Source: ISO/IEC 14882:2003(E)
(I couldn't find a free version of ISO/IEC 1539:1991
. Does anybody know where to get it from?)
The operation seems to be defined like this:
Question:
Does it make sense to define it like that?
What are arguments for this specification? Is there a place where the people who create such standards discuss about it? Where I can read something about the reasons why they decided to make it this way?
Most of the time when I use modulo, I want to access elements of a datastructure. In this case, I have to make sure that mod returns a non-negative value. So, for this case, it would be good of mod always returned a non-negative value. (Another usage is the Euclidean algorithm. As you could make both numbers positive before using this algorithm, the sign of modulo would matter.)
Additional material:
See Wikipedia for a long list of what modulo does in different languages.
On x86 (and other processor architectures), integer division and modulo are carried out by a single operation, idiv
(div
for unsigned values), which produces both quotient and remainder (for word-sized arguments, in AX
and DX
respectively). This is used in the C library function divmod
, which can be optimised by the compiler to a single instruction!
Integer division respects two rules:
- Non-integer quotients are rounded towards zero; and
- the equation
dividend = quotient*divisor + remainder
is satisfied by the results.
Accordingly, when dividing a negative number by a positive number, the quotient will be negative (or zero).
So this behaviour can be seen as the result of a chain of local decisions:
- Processor instruction set design optimises for the common case (division) over the less common case (modulo);
- Consistency (rounding towards zero, and respecting the division equation) is preferred over mathematical correctness;
- C prefers efficiency and simplicitly (especially given the tendency to view C as a "high level assembler"); and
- C++ prefers compatibility with C.
Back in the day, someone designing the x86 instruction set decided it was right and good to round integer division toward zero rather than round down. (May the fleas of a thousand camels nest in his mother's beard.) To keep some semblance of math-correctness, operator REM, which is pronounced "remainder", had to behave accordingly. DO NOT read this: https://www.ibm.com/support/knowledgecenter/ssw_ibm_i_73/rzatk/REM.htm
I warned you. Later someone doing the C spec decided it would be conforming for a compiler to do it either the right way or the x86 way. Then a committee doing the C++ spec decided to do it the C way. Then later yet, after this question was posted, a C++ committee decided to standardize on the wrong way. Now we are stuck with it. Many a programmer has written the following function or something like it. I have probably done it at least a dozen times.

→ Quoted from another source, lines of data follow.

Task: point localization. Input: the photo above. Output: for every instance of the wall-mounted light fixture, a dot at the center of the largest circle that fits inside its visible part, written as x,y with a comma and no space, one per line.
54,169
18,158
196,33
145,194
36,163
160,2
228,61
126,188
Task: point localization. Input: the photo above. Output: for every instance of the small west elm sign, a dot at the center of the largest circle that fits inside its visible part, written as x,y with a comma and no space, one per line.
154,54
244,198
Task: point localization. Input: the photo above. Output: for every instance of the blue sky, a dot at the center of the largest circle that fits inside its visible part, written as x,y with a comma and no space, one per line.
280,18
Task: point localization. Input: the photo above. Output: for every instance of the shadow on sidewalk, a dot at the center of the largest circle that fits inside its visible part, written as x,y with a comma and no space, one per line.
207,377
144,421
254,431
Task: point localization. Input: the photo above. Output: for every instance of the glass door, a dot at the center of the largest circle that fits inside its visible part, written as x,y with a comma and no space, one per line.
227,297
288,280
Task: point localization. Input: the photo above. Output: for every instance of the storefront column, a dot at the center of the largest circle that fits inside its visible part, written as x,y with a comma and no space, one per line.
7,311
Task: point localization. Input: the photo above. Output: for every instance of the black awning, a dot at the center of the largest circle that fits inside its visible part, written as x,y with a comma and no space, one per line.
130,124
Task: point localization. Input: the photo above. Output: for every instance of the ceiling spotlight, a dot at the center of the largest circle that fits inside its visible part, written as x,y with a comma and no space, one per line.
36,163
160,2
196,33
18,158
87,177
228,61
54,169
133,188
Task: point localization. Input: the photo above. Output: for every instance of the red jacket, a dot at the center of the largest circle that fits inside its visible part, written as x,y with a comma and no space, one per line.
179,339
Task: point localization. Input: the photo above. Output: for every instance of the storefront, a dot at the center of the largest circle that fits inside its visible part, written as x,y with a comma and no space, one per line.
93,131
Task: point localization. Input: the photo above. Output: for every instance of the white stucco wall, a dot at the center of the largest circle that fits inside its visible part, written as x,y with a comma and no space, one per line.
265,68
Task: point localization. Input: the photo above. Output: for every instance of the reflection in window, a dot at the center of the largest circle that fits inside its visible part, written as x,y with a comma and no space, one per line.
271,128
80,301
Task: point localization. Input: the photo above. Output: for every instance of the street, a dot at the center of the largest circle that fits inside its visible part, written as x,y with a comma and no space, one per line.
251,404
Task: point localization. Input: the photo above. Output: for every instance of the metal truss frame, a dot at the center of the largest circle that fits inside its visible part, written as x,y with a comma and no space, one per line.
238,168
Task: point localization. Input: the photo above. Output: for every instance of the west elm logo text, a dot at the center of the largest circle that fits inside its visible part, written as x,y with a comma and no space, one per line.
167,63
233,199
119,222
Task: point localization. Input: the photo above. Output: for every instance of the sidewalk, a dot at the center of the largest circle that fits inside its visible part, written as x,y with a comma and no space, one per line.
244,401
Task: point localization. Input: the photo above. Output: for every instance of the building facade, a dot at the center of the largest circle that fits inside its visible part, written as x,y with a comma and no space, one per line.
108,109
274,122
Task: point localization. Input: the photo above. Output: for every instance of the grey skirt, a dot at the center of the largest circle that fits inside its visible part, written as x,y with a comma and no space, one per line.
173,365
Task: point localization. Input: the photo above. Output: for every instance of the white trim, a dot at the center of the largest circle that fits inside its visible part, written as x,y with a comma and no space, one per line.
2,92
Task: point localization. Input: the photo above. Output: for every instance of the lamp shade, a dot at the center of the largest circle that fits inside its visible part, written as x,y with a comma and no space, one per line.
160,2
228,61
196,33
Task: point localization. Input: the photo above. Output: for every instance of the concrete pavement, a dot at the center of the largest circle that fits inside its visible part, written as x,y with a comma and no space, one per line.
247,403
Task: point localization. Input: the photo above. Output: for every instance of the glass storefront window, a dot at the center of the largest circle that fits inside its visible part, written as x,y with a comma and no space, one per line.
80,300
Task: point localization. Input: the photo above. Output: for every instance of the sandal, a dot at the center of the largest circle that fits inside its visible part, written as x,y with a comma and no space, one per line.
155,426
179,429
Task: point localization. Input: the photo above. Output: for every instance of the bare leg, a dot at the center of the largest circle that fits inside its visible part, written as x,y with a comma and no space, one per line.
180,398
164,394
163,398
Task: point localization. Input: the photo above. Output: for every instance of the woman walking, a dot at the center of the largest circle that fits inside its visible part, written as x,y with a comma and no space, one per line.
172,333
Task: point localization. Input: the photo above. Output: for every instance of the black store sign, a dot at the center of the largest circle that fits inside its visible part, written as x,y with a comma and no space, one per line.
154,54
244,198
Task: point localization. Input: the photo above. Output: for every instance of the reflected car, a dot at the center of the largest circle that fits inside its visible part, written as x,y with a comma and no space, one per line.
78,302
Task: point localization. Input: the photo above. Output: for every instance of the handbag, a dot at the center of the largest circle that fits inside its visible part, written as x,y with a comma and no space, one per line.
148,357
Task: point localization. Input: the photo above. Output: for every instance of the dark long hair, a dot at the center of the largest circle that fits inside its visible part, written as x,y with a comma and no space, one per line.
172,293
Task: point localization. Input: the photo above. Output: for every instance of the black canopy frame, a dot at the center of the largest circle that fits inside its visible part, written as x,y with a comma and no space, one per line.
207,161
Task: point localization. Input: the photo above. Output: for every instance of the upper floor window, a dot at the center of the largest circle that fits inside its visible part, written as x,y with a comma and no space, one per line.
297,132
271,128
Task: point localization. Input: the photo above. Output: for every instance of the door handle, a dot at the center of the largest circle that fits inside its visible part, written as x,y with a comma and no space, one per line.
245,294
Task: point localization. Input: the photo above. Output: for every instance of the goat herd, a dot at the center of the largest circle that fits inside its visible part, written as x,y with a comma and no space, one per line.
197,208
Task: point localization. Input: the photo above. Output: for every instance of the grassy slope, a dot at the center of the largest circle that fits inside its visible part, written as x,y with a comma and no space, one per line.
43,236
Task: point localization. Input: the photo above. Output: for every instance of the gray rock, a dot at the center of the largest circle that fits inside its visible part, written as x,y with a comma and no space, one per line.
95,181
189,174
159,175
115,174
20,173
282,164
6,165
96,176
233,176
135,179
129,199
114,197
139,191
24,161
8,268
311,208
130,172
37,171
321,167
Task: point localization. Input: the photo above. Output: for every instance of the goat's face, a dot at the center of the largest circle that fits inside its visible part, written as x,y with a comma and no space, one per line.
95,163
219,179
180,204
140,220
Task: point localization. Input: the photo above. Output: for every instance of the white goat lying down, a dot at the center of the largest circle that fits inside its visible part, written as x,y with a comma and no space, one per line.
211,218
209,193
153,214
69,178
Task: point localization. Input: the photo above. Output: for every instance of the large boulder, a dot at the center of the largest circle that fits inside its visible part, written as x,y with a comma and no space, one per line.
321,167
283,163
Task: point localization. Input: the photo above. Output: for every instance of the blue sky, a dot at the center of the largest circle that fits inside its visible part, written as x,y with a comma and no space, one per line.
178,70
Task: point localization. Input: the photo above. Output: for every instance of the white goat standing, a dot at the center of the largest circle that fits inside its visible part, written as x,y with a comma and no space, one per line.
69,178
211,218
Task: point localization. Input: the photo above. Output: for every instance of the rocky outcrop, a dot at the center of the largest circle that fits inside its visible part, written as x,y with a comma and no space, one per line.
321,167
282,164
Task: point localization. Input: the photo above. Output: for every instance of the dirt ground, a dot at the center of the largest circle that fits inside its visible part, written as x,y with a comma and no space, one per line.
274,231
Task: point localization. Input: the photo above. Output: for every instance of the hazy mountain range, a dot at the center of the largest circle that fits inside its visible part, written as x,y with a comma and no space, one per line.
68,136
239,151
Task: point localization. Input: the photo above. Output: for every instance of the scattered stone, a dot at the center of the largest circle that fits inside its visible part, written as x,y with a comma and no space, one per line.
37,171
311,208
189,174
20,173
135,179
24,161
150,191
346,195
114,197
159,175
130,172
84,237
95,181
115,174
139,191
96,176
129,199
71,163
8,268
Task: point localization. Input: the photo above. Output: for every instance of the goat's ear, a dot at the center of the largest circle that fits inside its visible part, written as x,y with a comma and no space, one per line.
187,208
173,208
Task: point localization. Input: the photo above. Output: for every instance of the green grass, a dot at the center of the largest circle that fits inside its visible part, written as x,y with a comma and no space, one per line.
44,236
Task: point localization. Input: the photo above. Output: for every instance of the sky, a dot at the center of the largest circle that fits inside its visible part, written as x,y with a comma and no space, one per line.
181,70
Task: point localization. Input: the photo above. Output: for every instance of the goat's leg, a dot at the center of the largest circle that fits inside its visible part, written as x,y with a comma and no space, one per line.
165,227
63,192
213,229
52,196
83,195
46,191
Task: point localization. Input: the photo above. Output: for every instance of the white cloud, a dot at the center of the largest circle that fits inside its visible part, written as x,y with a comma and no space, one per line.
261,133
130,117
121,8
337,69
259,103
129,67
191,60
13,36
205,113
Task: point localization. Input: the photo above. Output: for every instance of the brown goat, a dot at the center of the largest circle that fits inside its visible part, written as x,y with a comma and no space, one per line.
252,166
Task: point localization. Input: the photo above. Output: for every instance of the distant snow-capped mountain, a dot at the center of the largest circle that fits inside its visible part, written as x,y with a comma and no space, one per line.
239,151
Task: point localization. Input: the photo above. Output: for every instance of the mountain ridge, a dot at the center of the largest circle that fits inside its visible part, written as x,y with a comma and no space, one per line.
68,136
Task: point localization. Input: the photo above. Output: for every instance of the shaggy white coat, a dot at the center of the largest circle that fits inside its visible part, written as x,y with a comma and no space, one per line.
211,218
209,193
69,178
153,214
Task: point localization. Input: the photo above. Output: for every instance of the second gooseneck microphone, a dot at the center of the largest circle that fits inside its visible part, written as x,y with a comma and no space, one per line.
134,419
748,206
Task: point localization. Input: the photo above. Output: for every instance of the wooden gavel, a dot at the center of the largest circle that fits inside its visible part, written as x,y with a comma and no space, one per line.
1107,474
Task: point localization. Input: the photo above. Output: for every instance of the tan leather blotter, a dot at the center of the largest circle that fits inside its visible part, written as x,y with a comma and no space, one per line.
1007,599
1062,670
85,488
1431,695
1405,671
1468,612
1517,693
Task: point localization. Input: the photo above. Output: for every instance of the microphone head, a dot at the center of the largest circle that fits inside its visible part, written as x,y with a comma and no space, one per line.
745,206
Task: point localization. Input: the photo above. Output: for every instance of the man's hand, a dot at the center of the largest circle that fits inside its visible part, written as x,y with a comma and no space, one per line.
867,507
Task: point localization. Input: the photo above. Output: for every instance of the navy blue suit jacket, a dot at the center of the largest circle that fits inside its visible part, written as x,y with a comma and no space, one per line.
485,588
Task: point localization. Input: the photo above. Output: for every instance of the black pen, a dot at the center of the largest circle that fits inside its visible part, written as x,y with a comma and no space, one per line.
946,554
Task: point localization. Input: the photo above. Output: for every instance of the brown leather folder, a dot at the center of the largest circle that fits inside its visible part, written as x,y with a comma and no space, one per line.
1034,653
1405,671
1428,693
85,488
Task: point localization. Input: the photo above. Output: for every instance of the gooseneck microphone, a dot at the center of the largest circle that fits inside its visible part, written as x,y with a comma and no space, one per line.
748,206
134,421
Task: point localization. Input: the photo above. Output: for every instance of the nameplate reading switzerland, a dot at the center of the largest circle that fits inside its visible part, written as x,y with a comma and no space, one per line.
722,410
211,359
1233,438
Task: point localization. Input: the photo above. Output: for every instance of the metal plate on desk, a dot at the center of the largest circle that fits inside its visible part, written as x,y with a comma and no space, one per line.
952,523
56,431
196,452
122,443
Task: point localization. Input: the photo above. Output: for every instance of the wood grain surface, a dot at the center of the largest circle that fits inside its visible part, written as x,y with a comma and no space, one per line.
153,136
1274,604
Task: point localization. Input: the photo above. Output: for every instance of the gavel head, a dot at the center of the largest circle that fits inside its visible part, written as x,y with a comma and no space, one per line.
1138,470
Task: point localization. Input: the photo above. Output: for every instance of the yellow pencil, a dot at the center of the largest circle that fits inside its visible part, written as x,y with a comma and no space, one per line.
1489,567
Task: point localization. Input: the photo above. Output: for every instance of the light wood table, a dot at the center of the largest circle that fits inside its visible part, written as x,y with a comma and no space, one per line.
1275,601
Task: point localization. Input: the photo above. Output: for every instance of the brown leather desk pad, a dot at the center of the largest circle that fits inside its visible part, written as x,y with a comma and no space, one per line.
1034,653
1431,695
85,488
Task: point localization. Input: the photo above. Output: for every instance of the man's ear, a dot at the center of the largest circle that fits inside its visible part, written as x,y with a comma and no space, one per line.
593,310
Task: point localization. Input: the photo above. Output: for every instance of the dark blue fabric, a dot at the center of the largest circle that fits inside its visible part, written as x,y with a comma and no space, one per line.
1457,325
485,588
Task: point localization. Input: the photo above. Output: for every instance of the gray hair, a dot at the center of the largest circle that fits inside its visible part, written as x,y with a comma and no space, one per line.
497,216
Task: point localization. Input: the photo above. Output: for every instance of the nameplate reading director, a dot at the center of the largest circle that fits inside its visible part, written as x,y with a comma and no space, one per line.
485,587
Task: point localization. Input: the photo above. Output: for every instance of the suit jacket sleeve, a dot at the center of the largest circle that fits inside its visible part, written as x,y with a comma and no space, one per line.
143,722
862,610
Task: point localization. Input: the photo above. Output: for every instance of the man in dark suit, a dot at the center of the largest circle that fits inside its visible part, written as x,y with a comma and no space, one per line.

inline int mod(int a, int b) {int ret = a%b; return ret>=0? ret: ret+b; }
There goes your efficiency.
These days I use essentially the following, with some type_traits stuff thrown in. (Thanks to Clearer for a comment that gave me an idea for an improvement using latter day C++. See below.)
<strike>template<class T>
inline T mod(T a, T b) {
assert(b > 0);
T ret = a%b;
return (ret>=0)?(ret):(ret+b);
}</strike>
template<>
inline unsigned mod(unsigned a, unsigned b) {
assert(b > 0);
return a % b;
}
True fact: I lobbied the Pascal standards committee to do mod the right way until they relented. To my horror, they did integer division the wrong way. So they do not even match.
EDIT: Clearer gave me an idea. I am working on a new one.
#include <type_traits>
template<class T1, class T2>
inline T1 mod(T1 a, T2 b) {
assert(b > 0);
T1 ret = a % b;
if constexpr ( std::is_unsigned_v<T1>)
{
return ret;
} else {
return (ret >= 0) ? (ret) : (ret + b);
}
}
What are arguments for this specification?
One of the design goals of C++ is to map efficiently to hardware. If the underlying hardware implements division in a way that produces negative remainders, then that's what you'll get if you use %
in C++. That's all there is to it really.
Is there a place where the people who create such standards discuss about it?
You will find interesting discussions on comp.lang.c++.moderated and, to a lesser extent, comp.lang.c++